Cookbook cookbooks.sre.hosts.reimage started by aborrero@cumin1002 for host cloudvirt1053.eqiad.wmnet with OS bookworm completed:

  • cloudvirt1053 (PASS)
    • Downtimed on Icinga/Alertmanager
    • Disabled Puppet
    • Removed from Puppet and PuppetDB if present and deleted any certificates
    • Removed from Debmonitor if present
    • Forced PXE for next reboot
    • Host rebooted via IPMI
    • Host up (Debian installer)
    • Add puppet_version metadata to Debian installer
    • Checked BIOS boot parameters are back to normal
    • Host up (new fresh bookworm OS)
    • Generated Puppet certificate
    • Signed new Puppet certificate
    • Run Puppet in NOOP mode to populate exported resources in PuppetDB
    • Found Nagios_host resource for this host in PuppetDB
    • Downtimed the new host on Icinga/Alertmanager
    • Removed previous downtime on Alertmanager (old OS)

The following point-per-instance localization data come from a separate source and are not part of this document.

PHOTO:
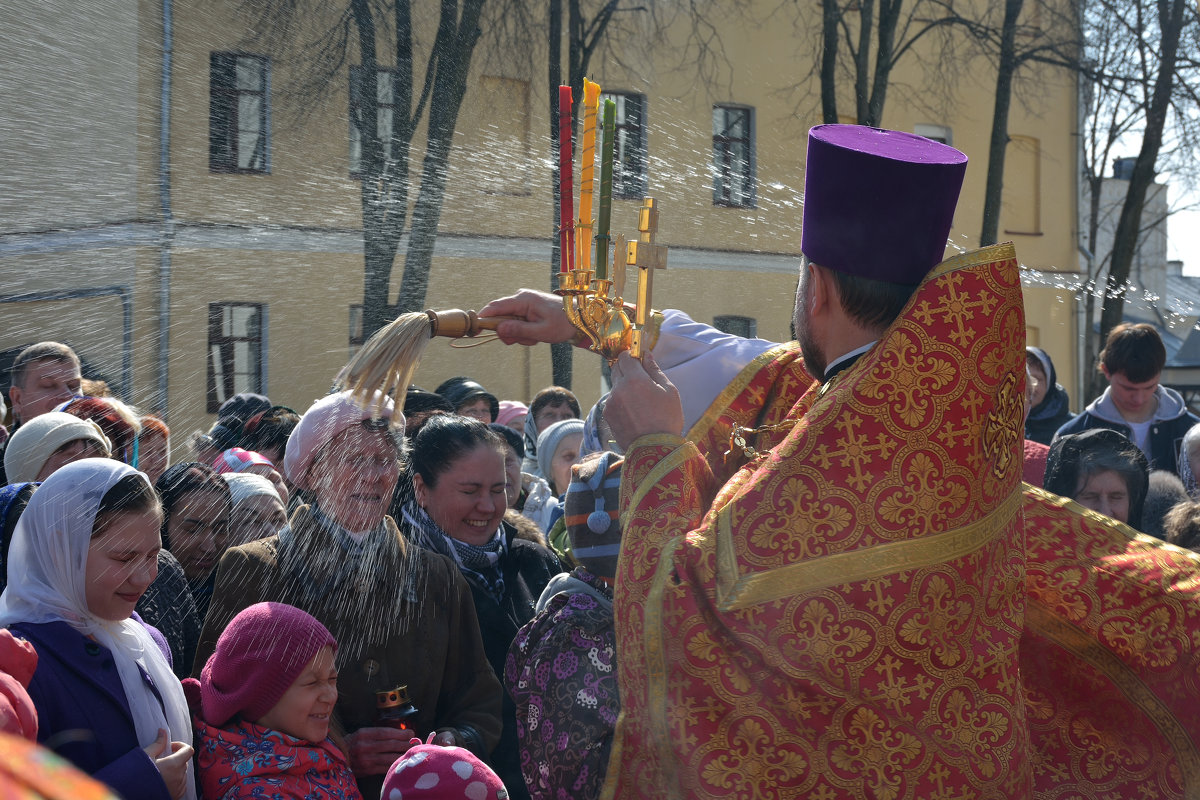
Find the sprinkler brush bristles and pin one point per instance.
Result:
(387, 361)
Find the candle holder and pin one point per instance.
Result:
(595, 306)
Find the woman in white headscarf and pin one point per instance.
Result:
(1188, 463)
(82, 555)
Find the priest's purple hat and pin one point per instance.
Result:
(879, 204)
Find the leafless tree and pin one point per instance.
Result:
(862, 41)
(1159, 84)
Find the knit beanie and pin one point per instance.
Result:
(592, 510)
(549, 440)
(430, 771)
(258, 657)
(247, 485)
(235, 459)
(33, 444)
(511, 410)
(323, 421)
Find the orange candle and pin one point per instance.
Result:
(587, 170)
(565, 182)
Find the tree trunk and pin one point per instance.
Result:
(863, 60)
(997, 146)
(1125, 244)
(1093, 383)
(453, 50)
(889, 17)
(829, 18)
(378, 248)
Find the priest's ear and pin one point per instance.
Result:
(821, 292)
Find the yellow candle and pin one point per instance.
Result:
(587, 169)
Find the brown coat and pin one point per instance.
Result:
(412, 620)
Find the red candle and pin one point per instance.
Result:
(565, 188)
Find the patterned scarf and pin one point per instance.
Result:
(480, 565)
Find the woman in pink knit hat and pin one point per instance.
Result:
(262, 709)
(401, 615)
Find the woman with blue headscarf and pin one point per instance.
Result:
(1050, 405)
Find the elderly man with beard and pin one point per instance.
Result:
(823, 587)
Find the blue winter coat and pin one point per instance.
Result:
(83, 714)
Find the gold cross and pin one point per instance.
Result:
(647, 257)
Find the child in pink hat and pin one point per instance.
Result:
(262, 709)
(430, 771)
(235, 459)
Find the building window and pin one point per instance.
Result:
(385, 107)
(744, 326)
(733, 182)
(239, 120)
(629, 173)
(235, 350)
(936, 132)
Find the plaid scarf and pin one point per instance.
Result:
(480, 565)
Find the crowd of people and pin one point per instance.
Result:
(267, 572)
(1133, 455)
(418, 596)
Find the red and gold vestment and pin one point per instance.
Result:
(876, 608)
(843, 617)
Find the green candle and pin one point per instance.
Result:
(610, 126)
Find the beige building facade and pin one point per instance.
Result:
(247, 256)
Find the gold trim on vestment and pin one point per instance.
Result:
(712, 415)
(735, 591)
(657, 692)
(990, 254)
(1109, 523)
(1084, 645)
(682, 451)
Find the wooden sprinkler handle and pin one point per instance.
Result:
(456, 323)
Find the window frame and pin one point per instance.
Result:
(355, 169)
(723, 172)
(630, 170)
(216, 337)
(225, 132)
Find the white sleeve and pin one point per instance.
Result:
(701, 360)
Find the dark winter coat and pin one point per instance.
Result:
(527, 567)
(168, 606)
(1171, 421)
(83, 714)
(431, 644)
(1054, 410)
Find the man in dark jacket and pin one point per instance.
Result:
(1149, 414)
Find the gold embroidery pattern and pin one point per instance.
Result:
(1001, 432)
(1110, 655)
(821, 603)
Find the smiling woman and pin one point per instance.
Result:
(401, 615)
(82, 555)
(270, 690)
(197, 504)
(459, 481)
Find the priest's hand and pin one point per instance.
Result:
(373, 750)
(643, 401)
(539, 318)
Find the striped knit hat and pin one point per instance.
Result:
(593, 503)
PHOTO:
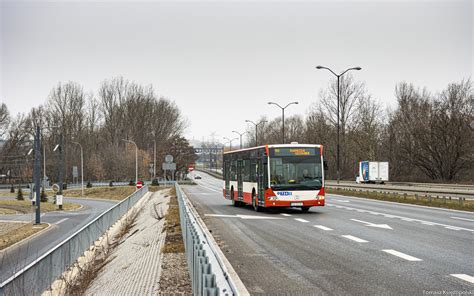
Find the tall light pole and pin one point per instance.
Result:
(282, 116)
(230, 142)
(240, 134)
(154, 159)
(338, 95)
(136, 159)
(256, 129)
(82, 168)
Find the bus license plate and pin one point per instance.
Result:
(296, 204)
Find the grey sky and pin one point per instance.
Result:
(221, 62)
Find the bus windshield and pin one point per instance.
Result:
(296, 172)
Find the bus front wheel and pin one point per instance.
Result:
(235, 203)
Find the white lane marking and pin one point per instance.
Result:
(452, 228)
(61, 221)
(245, 217)
(209, 188)
(464, 277)
(301, 220)
(384, 226)
(402, 255)
(356, 239)
(410, 219)
(459, 218)
(322, 227)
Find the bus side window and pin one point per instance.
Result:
(253, 170)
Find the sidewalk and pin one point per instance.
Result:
(134, 265)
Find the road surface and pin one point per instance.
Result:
(63, 224)
(352, 246)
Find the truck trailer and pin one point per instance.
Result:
(372, 172)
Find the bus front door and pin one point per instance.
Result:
(239, 178)
(262, 178)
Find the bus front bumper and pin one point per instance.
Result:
(294, 203)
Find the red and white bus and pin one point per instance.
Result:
(290, 175)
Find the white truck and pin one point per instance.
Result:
(372, 172)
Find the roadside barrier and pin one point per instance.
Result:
(38, 276)
(208, 272)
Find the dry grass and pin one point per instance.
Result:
(101, 257)
(13, 232)
(114, 192)
(174, 238)
(24, 206)
(439, 202)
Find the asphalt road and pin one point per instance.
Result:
(352, 246)
(63, 224)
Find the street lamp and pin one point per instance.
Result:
(82, 168)
(136, 159)
(240, 134)
(256, 127)
(338, 95)
(230, 142)
(283, 116)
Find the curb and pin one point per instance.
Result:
(26, 238)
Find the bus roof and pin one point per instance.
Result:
(275, 146)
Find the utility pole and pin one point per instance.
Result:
(37, 174)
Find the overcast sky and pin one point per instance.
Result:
(221, 62)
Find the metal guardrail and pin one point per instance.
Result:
(208, 273)
(38, 276)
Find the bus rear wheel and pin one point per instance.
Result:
(255, 205)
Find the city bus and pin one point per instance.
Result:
(283, 175)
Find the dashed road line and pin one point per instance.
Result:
(464, 277)
(402, 255)
(406, 218)
(465, 219)
(61, 221)
(354, 238)
(301, 220)
(323, 227)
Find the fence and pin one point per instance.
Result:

    • First Puppet run completed and logged in /var/log/spicerack/sre/hosts/reimage/202406210916_aborrero_181938_cloudvirt1053.out
    • configmaster.wikimedia.org updated with the host new SSH public key for wmf-update-known-hosts-production
    • Rebooted
    • Automatic Puppet run was successful
    • Forced a re-check of all Icinga services for the host
    • Icinga status is optimal
    • Icinga downtime removed
    • Updated Netbox data from PuppetDB

sorry for the reimage messages, I copy-pasted the wrong phab ticket id.